Amazon employees call for withdrawal of five-day RTO mandate in anonymous survey

Some Amazon employees refuse to “disagree and commit,” as one of the company’s famed leadership principles requires of those who disagree with a decision.

Instead, hundreds of employees at the online retail giant are complaining that CEO Andy Jassy’s five-day-a-week return-to-the-office mandate, announced last week, will negatively impact their lives — and productivity at work. the work – and how they hope the company will reverse course.

The feedback comes from an anonymous survey of Amazon employees viewed by Fortune on Tuesday.
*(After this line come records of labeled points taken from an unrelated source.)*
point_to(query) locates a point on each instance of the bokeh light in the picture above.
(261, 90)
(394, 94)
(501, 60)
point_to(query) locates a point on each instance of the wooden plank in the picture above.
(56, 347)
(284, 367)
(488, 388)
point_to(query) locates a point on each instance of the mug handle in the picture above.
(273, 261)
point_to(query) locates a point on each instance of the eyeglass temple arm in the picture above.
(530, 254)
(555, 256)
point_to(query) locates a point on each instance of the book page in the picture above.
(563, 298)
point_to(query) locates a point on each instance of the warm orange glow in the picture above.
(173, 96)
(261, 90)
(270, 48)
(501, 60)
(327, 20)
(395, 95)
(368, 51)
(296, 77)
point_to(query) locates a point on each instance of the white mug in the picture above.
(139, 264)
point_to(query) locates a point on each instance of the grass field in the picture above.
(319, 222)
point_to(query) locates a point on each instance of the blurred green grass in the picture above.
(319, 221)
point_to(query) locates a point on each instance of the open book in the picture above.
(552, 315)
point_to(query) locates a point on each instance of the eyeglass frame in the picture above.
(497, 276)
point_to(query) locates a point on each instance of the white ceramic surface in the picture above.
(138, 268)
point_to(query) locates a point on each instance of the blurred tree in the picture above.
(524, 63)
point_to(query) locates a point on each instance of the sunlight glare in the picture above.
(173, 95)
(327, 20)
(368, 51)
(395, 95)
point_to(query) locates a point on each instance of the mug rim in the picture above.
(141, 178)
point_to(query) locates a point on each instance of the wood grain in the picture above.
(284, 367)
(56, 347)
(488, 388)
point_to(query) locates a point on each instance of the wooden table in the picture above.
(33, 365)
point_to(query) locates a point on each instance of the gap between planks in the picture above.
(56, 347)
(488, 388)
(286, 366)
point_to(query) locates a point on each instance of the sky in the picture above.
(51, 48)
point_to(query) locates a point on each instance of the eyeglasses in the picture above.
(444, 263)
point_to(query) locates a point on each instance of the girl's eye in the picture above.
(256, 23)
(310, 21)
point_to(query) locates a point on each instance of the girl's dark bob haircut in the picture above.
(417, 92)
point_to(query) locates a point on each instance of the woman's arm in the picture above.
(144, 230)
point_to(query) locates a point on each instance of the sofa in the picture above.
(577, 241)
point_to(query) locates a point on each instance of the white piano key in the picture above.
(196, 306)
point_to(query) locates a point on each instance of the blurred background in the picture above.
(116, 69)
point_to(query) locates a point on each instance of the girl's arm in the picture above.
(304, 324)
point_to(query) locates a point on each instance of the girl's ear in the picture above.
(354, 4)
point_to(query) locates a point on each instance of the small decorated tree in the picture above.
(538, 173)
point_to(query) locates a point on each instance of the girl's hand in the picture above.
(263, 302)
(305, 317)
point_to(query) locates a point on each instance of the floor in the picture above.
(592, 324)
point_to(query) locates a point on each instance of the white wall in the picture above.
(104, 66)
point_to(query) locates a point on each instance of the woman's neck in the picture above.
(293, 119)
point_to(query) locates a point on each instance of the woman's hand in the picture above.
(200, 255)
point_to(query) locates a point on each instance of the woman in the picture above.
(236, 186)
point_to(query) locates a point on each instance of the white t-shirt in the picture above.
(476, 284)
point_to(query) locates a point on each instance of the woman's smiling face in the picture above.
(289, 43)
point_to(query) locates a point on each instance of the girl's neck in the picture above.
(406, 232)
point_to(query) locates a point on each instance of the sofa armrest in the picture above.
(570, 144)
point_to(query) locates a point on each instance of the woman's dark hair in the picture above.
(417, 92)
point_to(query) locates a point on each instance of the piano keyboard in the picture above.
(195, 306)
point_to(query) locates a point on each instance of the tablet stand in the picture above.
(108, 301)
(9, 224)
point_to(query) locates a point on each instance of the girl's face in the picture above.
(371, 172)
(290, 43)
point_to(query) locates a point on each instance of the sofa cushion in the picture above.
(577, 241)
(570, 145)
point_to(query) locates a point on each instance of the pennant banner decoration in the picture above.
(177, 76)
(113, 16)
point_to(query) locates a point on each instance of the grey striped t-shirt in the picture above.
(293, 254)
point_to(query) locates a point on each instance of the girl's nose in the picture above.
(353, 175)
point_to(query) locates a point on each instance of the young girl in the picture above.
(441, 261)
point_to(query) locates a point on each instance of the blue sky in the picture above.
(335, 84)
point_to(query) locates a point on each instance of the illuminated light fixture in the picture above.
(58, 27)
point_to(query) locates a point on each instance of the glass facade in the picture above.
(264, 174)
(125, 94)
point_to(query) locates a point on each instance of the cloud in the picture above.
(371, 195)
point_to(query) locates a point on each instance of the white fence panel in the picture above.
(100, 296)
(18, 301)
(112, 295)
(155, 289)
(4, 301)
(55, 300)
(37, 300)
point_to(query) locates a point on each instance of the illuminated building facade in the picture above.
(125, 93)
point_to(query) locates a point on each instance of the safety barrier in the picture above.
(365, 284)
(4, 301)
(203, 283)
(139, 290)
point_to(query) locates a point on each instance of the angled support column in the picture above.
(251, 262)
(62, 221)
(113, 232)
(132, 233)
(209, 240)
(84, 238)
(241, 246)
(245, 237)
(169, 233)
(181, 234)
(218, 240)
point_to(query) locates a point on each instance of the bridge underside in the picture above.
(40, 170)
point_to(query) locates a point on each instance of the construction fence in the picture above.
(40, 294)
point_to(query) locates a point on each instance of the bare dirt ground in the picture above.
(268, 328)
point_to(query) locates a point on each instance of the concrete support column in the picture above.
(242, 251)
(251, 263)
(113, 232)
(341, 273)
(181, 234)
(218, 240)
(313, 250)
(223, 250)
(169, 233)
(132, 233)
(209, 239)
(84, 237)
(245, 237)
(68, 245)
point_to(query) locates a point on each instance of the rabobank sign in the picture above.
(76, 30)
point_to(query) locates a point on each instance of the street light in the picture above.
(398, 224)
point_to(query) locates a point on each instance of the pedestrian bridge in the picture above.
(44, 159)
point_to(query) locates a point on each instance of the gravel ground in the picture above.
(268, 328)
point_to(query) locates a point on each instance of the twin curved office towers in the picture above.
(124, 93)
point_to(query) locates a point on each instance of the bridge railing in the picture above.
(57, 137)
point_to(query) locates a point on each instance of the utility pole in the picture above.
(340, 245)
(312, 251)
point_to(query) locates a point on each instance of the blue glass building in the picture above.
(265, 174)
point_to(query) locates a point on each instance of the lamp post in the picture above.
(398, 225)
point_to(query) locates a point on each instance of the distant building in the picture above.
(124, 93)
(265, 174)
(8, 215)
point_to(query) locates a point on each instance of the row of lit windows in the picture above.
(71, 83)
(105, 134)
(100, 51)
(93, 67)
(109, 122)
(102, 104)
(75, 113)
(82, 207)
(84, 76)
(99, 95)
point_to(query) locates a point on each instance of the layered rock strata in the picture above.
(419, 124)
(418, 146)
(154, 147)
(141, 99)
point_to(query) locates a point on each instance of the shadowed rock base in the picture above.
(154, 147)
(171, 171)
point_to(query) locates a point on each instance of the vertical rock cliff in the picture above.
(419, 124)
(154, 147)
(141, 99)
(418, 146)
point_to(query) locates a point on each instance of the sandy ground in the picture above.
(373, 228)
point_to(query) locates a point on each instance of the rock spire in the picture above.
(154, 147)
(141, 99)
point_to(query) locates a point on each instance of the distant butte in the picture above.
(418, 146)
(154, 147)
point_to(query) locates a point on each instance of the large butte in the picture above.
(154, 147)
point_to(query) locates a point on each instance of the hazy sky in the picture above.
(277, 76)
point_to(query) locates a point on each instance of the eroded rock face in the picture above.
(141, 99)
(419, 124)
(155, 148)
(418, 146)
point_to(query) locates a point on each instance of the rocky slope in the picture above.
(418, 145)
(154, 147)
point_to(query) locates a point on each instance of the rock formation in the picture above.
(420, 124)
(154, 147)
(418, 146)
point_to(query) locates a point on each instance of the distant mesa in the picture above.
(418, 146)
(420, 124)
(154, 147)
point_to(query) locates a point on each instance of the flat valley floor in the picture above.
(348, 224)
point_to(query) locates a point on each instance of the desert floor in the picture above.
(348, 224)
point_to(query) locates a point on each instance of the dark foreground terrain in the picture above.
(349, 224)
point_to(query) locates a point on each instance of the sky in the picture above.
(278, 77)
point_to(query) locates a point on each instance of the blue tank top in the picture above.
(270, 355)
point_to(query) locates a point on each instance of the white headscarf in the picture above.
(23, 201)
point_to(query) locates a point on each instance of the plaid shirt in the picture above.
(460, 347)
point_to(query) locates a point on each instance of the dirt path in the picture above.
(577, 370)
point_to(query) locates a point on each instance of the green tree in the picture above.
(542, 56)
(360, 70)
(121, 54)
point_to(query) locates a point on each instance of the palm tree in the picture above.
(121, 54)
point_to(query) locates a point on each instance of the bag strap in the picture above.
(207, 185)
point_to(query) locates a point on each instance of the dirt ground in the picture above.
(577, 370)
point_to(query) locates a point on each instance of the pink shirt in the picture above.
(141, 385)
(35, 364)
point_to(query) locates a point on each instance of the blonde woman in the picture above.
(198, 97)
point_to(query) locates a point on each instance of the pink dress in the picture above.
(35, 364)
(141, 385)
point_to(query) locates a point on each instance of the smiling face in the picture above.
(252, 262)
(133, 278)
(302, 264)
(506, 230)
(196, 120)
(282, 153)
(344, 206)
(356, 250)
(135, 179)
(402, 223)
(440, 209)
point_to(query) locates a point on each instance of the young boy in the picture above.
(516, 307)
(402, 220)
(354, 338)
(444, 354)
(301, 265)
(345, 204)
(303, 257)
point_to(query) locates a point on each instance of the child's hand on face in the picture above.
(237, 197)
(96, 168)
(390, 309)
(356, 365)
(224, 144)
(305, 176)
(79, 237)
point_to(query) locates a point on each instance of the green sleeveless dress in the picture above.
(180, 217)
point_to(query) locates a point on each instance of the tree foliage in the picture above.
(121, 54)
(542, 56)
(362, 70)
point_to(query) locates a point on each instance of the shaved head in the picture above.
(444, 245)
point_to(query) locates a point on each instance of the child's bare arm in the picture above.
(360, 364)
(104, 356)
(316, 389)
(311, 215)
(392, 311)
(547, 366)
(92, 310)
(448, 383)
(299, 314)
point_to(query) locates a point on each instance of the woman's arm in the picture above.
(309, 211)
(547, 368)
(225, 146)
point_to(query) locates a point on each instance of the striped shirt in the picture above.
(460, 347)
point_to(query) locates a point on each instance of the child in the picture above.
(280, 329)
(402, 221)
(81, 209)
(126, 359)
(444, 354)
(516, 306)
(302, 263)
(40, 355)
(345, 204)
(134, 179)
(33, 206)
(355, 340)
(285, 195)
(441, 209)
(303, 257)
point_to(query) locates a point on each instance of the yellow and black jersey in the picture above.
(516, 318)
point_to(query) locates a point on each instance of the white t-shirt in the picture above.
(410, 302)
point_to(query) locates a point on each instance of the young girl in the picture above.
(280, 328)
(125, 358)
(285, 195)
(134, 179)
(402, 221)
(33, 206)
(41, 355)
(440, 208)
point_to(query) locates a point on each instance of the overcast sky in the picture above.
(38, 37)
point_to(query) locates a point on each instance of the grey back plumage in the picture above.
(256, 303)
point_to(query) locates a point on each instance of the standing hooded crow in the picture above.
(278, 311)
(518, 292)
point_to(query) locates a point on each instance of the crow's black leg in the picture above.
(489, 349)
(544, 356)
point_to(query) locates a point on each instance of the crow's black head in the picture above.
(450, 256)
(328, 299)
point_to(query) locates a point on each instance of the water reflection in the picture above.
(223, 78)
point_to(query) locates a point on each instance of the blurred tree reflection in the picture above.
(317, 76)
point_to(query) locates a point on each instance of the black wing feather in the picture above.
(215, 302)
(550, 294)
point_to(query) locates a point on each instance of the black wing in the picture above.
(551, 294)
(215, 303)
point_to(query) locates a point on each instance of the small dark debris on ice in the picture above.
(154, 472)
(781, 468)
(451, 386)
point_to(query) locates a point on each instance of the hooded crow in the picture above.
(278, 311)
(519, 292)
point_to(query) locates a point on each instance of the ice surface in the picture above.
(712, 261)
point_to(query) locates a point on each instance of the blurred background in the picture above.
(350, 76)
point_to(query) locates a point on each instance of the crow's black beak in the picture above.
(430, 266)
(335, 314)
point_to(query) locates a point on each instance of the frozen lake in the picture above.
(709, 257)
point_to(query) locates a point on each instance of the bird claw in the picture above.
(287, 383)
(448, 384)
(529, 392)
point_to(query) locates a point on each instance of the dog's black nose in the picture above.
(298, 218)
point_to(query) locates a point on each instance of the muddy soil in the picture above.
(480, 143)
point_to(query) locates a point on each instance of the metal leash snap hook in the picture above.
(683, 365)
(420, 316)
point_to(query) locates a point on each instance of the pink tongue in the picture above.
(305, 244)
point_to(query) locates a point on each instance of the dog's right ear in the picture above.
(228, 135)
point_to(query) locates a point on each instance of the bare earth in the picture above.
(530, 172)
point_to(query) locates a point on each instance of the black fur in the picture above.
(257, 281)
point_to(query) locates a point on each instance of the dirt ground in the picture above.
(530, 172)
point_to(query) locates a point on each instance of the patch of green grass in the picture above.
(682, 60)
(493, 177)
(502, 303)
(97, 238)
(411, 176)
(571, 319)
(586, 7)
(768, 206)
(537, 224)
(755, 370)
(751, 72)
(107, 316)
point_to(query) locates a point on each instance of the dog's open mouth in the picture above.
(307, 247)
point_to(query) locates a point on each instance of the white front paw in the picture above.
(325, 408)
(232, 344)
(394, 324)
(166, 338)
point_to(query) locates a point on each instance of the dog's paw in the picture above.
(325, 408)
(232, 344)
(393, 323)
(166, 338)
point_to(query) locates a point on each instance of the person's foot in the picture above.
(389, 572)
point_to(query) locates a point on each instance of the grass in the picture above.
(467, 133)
Company employees shared it widely on the messaging app Slack, including in a Slack “remote advocacy” channel with more than 30,000 members that a former employee created when Amazon first imposed a three-day return-to-the-office mandate last year announced.

As a result, employees who favor remote or hybrid working are more likely to have responded to the survey earlier, thereby distorting the findings.

As of the afternoon of September 24, the average satisfaction score among respondents regarding the RTO mandate was 1.4 off the scale of 5 (where 1 means “very dissatisfied” and 5 means “strongly satisfied”). The creators of the survey said in an introduction to their questionnaire that they plan to aggregate the results and share them by email with Jassy and other business leaders “to give them a clear understanding of the impact of these policies on employees , including the identified challenges and proposed solutions.” .”

“We are looking for honest, constructive feedback on the recent decision to require a five-day return to the office,” the survey’s introduction reads.

An Amazon spokesperson declined to comment.

Amazon has been using a hybrid work structure for the past fifteen months, before Jassy’s recent announcement that most of the company’s employees would have to work a full five-day week from their local Amazon office starting in January.

“As we look back on the past five years, we continue to believe that the benefits of being in the office together are significant,” Jassy wrote last week. “I’ve explained these benefits before, but in summary we’ve seen that it’s easier for our teammates to learn, model, practice and reinforce our culture; collaboration, brainstorming and inventing are easier and more effective, and learning from each other is better connected; another.”

Jassy’s explanation of the new mandate, and a second announcing a planned thinning of middle management, came across as a tacit admission of a fractured corporate culture within Amazon in recent years. Fortune recently detailed.